Yeni yıl hedeflerinizi nasil gerçekleştirebilirsiniz?



Yeni bir iş, farklı bir kariyer ve belki de aşk… 2013’ü geride bırakmaya hazırlandığımız şu dönemde pek çok kişinin yeni yıl hayallerinin en kilit kelimeleri arasında bunlar yer alıyor. Beynimizde yeni bir başlangıç ve heyecan olarak kodladığımız yeni yıl, farklı umutları da beraberinde getiriyor. Sene içinde yaşanan olumsuz durumları telafi etme fırsatı olarak da görülen yılbaşları kişilerde adeta piyango olarak görülüyor. Peki, insanlar özellikle neden yeni yıldan büyük beklentiler içine giriyor? Büyük kararlar almak için bu dönemi beklemek ne kadar doğru?

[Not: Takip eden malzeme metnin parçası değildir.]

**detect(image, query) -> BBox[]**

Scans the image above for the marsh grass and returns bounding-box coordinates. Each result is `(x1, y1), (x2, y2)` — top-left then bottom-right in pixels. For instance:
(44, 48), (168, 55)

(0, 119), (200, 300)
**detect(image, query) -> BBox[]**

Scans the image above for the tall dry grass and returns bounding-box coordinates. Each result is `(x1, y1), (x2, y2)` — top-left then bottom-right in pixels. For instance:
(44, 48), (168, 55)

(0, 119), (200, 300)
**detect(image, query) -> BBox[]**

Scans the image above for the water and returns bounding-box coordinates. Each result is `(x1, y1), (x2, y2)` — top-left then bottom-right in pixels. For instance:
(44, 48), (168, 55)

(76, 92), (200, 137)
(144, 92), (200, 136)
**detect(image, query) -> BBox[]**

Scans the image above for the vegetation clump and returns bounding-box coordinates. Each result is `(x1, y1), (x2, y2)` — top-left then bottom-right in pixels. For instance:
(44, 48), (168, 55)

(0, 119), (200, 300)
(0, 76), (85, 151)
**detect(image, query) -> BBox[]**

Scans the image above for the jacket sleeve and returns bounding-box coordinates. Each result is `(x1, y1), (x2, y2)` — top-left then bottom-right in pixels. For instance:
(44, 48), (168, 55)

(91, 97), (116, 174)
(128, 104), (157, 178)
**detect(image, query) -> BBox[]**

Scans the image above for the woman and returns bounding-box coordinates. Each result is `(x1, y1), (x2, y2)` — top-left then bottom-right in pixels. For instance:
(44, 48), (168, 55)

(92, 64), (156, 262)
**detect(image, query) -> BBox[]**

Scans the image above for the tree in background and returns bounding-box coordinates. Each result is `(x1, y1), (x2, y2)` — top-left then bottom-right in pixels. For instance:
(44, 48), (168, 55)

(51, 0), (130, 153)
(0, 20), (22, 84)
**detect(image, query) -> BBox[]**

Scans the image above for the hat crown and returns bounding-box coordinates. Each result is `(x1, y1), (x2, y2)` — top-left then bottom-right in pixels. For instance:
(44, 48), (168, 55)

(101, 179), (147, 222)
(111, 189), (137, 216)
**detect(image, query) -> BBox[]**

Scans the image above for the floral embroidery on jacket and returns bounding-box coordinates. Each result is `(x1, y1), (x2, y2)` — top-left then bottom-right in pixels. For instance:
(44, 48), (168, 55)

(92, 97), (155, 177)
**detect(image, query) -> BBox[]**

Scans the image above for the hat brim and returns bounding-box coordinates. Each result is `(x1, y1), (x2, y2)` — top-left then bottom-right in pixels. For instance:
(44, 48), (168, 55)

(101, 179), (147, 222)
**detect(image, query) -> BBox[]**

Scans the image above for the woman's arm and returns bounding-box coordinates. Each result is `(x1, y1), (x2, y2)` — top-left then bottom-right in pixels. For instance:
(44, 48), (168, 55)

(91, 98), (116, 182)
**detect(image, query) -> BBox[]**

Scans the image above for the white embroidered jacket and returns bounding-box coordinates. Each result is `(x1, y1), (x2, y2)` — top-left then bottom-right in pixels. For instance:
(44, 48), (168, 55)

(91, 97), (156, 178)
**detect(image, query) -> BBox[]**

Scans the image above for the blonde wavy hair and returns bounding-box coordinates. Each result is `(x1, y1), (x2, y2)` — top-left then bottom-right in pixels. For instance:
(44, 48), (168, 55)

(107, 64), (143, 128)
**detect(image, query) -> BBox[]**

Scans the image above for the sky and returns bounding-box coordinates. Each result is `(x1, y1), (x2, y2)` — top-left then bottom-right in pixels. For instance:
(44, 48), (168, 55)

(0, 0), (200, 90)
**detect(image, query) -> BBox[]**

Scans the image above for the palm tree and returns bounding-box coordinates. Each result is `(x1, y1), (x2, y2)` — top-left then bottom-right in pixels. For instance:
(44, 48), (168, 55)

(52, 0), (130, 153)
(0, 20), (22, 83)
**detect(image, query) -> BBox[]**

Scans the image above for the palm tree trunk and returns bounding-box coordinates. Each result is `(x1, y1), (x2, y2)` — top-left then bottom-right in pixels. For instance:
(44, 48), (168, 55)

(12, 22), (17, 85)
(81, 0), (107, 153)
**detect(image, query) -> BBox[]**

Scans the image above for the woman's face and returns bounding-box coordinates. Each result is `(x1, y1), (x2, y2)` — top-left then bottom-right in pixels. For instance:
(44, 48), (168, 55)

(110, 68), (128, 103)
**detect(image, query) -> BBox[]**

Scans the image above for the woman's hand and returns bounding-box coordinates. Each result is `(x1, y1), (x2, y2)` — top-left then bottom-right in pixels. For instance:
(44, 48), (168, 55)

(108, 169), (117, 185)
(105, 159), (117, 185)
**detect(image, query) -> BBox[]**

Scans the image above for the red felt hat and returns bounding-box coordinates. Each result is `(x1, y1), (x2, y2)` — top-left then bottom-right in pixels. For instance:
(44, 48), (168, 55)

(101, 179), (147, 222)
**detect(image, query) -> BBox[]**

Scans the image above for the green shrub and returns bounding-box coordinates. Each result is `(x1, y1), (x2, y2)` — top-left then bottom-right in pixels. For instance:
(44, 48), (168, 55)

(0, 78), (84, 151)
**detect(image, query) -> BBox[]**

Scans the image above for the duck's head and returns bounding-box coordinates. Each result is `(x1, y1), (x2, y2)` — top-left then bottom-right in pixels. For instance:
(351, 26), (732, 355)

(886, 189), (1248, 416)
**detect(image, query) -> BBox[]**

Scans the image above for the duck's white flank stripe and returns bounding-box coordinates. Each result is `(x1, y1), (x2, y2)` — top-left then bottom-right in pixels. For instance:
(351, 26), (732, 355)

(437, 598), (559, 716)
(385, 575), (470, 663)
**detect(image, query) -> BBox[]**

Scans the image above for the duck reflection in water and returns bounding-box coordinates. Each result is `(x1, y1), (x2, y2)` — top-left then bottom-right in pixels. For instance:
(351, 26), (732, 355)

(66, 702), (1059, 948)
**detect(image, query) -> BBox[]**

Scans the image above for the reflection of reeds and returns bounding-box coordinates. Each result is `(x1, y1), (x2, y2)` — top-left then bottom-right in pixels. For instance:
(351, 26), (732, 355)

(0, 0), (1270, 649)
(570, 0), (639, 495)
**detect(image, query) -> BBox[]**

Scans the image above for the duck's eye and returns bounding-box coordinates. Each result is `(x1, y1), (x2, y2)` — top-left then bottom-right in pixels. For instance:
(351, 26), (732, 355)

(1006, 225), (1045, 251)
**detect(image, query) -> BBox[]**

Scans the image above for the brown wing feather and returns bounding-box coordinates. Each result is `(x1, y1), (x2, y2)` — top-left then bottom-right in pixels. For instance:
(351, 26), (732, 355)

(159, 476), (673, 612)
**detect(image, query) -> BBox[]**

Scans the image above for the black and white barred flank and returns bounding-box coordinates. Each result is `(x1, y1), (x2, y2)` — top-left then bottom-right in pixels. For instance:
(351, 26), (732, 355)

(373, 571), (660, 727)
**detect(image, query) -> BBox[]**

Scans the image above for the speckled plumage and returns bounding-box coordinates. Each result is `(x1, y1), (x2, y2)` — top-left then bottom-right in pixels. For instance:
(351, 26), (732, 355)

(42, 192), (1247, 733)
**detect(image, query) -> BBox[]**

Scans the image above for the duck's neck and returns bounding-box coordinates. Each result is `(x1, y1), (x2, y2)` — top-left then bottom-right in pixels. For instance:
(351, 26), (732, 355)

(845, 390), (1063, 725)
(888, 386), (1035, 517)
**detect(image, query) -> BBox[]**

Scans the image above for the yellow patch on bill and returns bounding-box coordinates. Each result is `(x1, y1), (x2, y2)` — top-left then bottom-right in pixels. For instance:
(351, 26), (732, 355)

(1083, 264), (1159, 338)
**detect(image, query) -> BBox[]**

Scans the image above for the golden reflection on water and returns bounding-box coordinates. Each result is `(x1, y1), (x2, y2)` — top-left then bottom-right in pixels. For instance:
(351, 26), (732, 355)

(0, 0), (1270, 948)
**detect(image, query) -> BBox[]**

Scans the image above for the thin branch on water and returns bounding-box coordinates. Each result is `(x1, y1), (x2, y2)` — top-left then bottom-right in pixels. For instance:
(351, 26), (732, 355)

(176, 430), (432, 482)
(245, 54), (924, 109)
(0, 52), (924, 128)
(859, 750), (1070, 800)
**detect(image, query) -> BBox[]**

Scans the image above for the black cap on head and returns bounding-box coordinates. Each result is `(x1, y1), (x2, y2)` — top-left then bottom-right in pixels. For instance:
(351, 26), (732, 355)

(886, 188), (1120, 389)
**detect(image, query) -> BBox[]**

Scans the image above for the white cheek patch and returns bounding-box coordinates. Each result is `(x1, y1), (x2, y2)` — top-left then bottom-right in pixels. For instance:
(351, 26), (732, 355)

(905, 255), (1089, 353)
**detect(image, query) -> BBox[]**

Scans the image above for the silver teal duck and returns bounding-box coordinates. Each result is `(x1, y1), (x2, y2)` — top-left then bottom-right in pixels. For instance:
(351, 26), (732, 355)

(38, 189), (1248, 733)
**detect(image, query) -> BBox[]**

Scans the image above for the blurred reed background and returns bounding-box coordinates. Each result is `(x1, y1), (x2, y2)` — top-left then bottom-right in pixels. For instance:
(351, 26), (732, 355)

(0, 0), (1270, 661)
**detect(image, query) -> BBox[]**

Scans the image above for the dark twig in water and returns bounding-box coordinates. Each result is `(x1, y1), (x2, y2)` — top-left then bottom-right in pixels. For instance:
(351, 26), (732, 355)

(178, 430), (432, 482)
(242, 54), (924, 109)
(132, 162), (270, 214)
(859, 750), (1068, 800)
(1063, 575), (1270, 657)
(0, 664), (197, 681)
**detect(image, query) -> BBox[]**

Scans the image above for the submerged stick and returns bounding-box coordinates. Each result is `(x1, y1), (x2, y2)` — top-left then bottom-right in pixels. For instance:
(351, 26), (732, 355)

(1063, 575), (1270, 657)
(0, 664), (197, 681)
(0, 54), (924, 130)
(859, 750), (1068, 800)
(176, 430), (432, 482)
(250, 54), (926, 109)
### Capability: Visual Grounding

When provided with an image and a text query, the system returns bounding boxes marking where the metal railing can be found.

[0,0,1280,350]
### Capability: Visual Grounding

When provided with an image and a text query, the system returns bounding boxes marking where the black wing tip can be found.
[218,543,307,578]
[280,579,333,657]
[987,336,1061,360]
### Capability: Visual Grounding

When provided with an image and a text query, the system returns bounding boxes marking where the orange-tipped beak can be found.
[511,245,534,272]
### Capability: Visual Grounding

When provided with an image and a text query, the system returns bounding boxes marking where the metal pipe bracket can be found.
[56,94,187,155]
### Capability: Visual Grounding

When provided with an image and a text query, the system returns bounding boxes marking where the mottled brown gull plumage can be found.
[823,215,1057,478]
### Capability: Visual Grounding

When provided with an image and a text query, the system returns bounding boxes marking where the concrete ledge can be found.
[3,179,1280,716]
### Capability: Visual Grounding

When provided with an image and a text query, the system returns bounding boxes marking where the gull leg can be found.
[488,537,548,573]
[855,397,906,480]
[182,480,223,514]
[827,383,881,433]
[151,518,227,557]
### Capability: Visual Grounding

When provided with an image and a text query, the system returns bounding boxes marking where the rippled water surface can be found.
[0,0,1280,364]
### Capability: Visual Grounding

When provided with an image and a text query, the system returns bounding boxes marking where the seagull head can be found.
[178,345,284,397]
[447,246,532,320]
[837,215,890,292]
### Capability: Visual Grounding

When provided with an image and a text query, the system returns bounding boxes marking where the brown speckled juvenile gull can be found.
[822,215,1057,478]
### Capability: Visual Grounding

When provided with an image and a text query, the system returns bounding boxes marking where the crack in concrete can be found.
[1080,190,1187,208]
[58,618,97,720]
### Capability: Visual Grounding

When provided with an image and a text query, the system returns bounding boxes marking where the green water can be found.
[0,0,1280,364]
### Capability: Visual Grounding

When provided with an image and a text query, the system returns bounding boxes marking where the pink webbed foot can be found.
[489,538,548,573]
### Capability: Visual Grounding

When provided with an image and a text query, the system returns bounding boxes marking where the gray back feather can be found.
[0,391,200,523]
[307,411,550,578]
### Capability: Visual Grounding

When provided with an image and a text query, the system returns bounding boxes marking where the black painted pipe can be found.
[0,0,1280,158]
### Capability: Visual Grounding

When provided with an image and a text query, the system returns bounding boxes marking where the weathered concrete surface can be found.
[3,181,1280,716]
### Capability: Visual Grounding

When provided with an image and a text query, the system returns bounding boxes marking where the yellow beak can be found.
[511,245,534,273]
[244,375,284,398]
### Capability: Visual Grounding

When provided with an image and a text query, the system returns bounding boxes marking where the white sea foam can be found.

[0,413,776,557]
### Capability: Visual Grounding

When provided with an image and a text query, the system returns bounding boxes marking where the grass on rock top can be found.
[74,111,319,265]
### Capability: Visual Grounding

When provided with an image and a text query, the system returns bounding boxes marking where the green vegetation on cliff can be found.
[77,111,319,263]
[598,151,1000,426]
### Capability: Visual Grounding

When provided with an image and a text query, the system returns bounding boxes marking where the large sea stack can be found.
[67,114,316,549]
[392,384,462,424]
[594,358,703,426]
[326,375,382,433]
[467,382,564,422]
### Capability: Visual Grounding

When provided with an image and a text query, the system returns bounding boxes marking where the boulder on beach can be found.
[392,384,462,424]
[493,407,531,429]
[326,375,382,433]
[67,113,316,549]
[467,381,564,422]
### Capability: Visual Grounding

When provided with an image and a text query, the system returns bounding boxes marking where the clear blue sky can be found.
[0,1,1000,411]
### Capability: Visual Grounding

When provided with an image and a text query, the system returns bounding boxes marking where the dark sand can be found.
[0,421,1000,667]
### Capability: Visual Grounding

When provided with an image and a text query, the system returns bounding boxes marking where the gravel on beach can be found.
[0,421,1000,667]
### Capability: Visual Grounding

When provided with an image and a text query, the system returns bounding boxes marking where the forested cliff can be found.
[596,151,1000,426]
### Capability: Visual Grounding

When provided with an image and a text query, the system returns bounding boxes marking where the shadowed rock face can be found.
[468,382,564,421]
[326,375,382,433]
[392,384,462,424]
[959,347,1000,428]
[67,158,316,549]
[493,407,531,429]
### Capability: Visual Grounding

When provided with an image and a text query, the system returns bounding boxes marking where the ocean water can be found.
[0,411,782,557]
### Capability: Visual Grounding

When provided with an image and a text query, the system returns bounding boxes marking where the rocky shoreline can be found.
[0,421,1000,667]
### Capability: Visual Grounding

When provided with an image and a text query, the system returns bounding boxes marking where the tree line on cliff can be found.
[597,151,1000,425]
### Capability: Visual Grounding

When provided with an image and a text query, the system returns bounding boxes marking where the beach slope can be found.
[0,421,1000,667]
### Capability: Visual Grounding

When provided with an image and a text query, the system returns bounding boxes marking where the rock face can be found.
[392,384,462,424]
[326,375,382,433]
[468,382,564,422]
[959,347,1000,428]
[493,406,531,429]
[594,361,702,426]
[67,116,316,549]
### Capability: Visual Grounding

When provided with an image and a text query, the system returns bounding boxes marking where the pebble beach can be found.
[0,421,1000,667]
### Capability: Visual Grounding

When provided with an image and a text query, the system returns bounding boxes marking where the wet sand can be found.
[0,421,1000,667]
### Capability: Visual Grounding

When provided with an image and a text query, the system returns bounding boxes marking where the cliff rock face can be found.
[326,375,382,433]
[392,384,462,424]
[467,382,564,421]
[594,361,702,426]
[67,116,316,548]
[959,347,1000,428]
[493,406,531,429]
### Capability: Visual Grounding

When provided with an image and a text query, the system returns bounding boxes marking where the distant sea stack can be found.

DBE Kurumsal Gelişim Merkezi Yöneticisi Psikolog Ayşegül Horozoğlu Enkavi insanların yeni seneyi bir milat olarak gördüğüne dikkat çekiyor. Enkavi, “Yeni başlangıçlar yüksek motivasyon ister. İnsanlar alışkanlıklarından kolay kolay vazgeçemezler. Şimdiye kadar yapmadığını yapmak ya da yaptığı şeyleri yapmaktan vazgeçmek kolay değildir. Bu nedenle bir başlangıç noktası belirlemek ilk adımı atmak anlamına gelir ve gerekli olan motivasyonu sağlar. Hafta başı, yılbaşı, dönem başı gibi günler başlangıcı çağrıştırdığı için herkes tarafından tercih edilen zamanlar oluyor” diyor.

Planlama motive eder
İsteklerin gerçekleşmesi için plan yapmanın her zaman olumlu sonuçlar getirdiğine dikkat çeken Enkavi, bu nedenle yeni yıl motivasyonunu umut verici buluyor. Enkavi, “Burada önemli olan istediğimiz şeyin tam olarak ne olduğunu tüm detaylarıyla netleştirmektir. Yani varmak istediğimiz noktayı ve o noktaya varana kadar izleyeceğimiz yolu tanımlamak gerekir. Kariyerimizi planlarken daha çok mantığımız ile hareket ederiz, ancak konu aşk olduğunda duygular daha fazla işin içine girer. Dolayısıyla kariyer gibi konularda plan yapmak daha kolay olsa da aşkı planlamak daha zordur. Yine de böyle bir planlama yapabiliyorsak ve bu bizi motive ediyorsa neden olmasın?” diyor.
Hayal kırıklığı yaşamamak için bunlara dikkat!
Zihnimizin yeni bir şey öğrenirken yoğun bir çaba harcadığını, bu nedenle ancak istikrarlı davranmanın başarıyı getirdiğini anlatan Enkavi, “Yeni davranışımız istikrarla tekrar edilirse kim olduğumuzu belirleyen unsurlardan biri haline gelir. Bu nedenle uygulaması kolay ve bizi emin adımlarla hedefe ulaştıracak kararlar almamızda fayda var. Örneğin, zayıflamak istiyorsak önce daha sağlıklı yemekler hazırlamaya başlamak, vermemiz gereken çok kilomuz varsa öncelikle vereceğimiz ilk beş kiloya odaklanmak gerekir. Küçük hedeflerin uygulaması her zaman daha kolaydır ve sizi büyük hedefe yavaş yavaş ve daha emin adımlarla ulaştırır. Değişikleri hayatımıza teker teker yerleştirmek de uzun dönemli bir başarının anahtarıdır ” diyor.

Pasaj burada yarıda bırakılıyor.